Теперь Андрей Иваныч видел глаза. Они очень блестели, лучились. Но для кого, о ком?

«…Скажу, сегодня скажу ей все». Андрей Иваныч задрожал дрожью тоненькой, очень острой, и услышал ее как струну, где-нибудь в самом конце клавиатуры направо, – все звенела и звенела.

Прежде чем войти в поселок, они остановились и последний раз оглянулись на небо. В разодранных облаках полымем полыхала заря: всплеснулось что-то тревожно-красное снизу и застыло, нависло, нагнулось, растет…

Милая бревенчатая столовая Шмитов. Знакомый запах – не то зябрея, не то зверобоя. Но раньше все здесь было простое, полевое, спокойное. А теперь двигалось, каждую секунду менялось, ждало. И никогда прежде не видел Андрей Иваныч этого красного, дрожащего, дразнящего языка лампы.

Маруся была слишком весела. Рассказывала:

– Шмит еще кадетиком был, в белом парусиновом… Он и тогда был жестокий, упрямый. Мне так хотелось, чтобы поцеловал, а он… А я на качелях качалась, было жарко. Ну, думаю, погоди же! Взяла да с качелей об земь – бряк…

Звенело остро струна в правой половине клавиатуры. «Зачем это она говорит?»

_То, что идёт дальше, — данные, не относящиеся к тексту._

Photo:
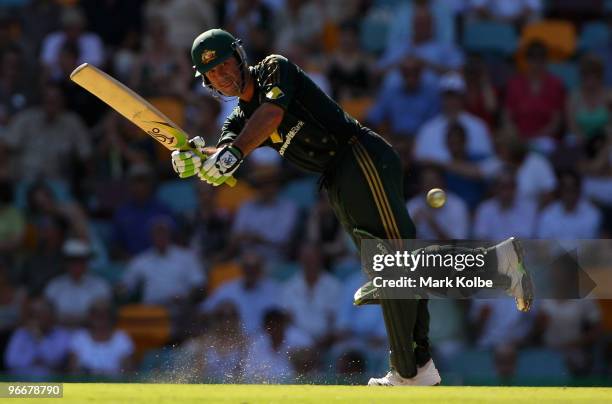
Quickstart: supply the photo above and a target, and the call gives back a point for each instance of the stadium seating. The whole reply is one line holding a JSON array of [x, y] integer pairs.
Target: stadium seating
[[179, 195], [558, 35], [148, 326], [490, 37], [229, 199], [593, 35], [283, 271], [357, 107], [566, 71], [221, 273], [60, 189], [374, 30]]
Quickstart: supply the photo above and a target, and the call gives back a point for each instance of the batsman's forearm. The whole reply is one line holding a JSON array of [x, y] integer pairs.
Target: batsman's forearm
[[259, 127]]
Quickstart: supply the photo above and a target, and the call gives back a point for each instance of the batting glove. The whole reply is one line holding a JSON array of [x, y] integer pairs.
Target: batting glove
[[221, 165], [187, 163]]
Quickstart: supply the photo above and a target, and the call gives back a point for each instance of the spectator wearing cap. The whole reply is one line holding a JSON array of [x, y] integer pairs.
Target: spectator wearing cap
[[535, 100], [132, 220], [410, 94], [430, 143], [39, 347], [166, 272], [90, 46], [74, 292]]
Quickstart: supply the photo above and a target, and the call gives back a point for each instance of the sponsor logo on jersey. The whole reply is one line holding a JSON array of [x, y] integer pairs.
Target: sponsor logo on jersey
[[208, 55], [290, 136], [274, 93]]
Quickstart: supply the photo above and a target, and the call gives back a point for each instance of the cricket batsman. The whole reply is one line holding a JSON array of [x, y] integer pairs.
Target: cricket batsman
[[279, 106]]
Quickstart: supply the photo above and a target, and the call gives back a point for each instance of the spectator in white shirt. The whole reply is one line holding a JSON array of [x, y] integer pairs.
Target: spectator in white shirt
[[166, 273], [535, 177], [306, 296], [252, 226], [572, 216], [505, 215], [101, 349], [90, 46], [451, 221], [252, 295], [430, 143], [74, 292]]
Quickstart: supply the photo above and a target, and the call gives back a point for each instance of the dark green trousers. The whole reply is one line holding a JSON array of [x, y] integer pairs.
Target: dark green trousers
[[365, 188]]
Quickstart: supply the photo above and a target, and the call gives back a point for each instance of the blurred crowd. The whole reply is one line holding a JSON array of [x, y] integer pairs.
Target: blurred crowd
[[111, 266]]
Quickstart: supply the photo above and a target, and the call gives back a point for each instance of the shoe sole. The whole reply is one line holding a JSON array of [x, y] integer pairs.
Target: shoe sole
[[523, 303]]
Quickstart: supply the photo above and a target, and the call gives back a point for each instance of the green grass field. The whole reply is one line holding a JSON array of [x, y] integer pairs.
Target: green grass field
[[250, 394]]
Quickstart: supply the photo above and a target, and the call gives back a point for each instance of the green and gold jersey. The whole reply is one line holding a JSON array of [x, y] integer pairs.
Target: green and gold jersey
[[314, 127]]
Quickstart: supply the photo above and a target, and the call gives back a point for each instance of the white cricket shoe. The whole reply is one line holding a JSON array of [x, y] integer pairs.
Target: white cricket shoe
[[427, 375], [510, 263]]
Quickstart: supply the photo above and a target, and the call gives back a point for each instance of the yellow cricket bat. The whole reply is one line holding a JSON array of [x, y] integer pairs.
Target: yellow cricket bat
[[135, 108]]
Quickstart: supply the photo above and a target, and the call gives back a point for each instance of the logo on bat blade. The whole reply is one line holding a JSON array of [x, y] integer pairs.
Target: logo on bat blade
[[172, 139], [208, 55], [160, 137]]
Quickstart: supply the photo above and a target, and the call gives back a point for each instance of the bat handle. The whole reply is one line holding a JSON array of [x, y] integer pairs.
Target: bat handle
[[231, 181]]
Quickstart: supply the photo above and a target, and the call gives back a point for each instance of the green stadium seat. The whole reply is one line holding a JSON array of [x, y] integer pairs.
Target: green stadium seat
[[374, 30], [179, 195], [283, 271], [594, 35], [490, 37], [60, 189], [566, 71], [541, 366]]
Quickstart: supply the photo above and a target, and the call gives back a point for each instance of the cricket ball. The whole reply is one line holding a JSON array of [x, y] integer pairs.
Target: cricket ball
[[436, 198]]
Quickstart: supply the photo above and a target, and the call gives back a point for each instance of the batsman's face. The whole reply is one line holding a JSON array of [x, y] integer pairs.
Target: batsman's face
[[225, 77]]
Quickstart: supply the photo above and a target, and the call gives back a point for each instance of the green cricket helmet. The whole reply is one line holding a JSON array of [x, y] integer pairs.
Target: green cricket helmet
[[212, 48]]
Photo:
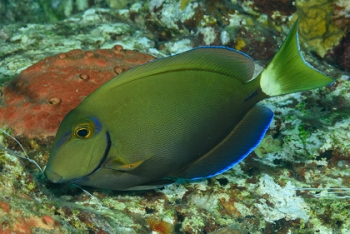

В дверь постучали. Вкатился самоварно-сияющий генеральский Ларька, где-то за ним статуем стоял в полутьме Непротошнов.

Маруся весело кивнула Ларьке, разорвала поданный им конверт, положила на стол: надо сперва досказать.

– …об земь брякнулась – и кричу: ой, ушиблась! Тут уж, конечно, Шмитово сердце не вытерпело: где, говорит, где? Показала плечо: тут, вот. Ну, конечно, он… А я и на губы: и тут, говорю, тоже ушибла. Ну, он и губы… Вот, ведь мы хитрущие какие, женщины, – если захотим!

Засмеялась, зарозовелась, была той самой девочкой на качелях.

Вынула письмо, читала. Медленно опускались качели вниз, все вниз. Но еще держалась улыбка на лице, как озябшая осенняя пичужка на безлистном дереве: уже мороз, уж улетать пора, а она все сидит и пиликает – как будто и то же самое, что летом, но выходит совсем другое.

– Вот… я и не понимаю, не могу… Вот… вы… – и задохнулась. Протянула Маруся письмо Андрею Иванычу.


«Милостивая Государыня, голубонька Марья Владимировна. Пятнадцатого ноября сего года ваш милейший муженек нанес мне оскорбление действием (свидетели: денщик мой Ларька, генеральша моя и свояченица Агния; последняя видела все сквозь дверную щель). Такие вещи ценятся, конечно, не тремя днями гауптвахты, которые отсидел капитан Шмит, а малость посурьезней: каторгой – от 12 лет. Дальнейшее направление этого дела, сиречь предание его усмотрению военного суда или вечному забвению, зависит всецело от вас, милая барыня Марья Владимировна. Если вы за муженька хотите расплатиться, так пожалуйте ко мне завтра в двенадцать часов дня, перед завтраком. А коли не захотите, – так в том, голубонька, воля ваша. А то бы пришли, я бы, старик, ах как бы рад был. Почитатель ваш Азанчеев».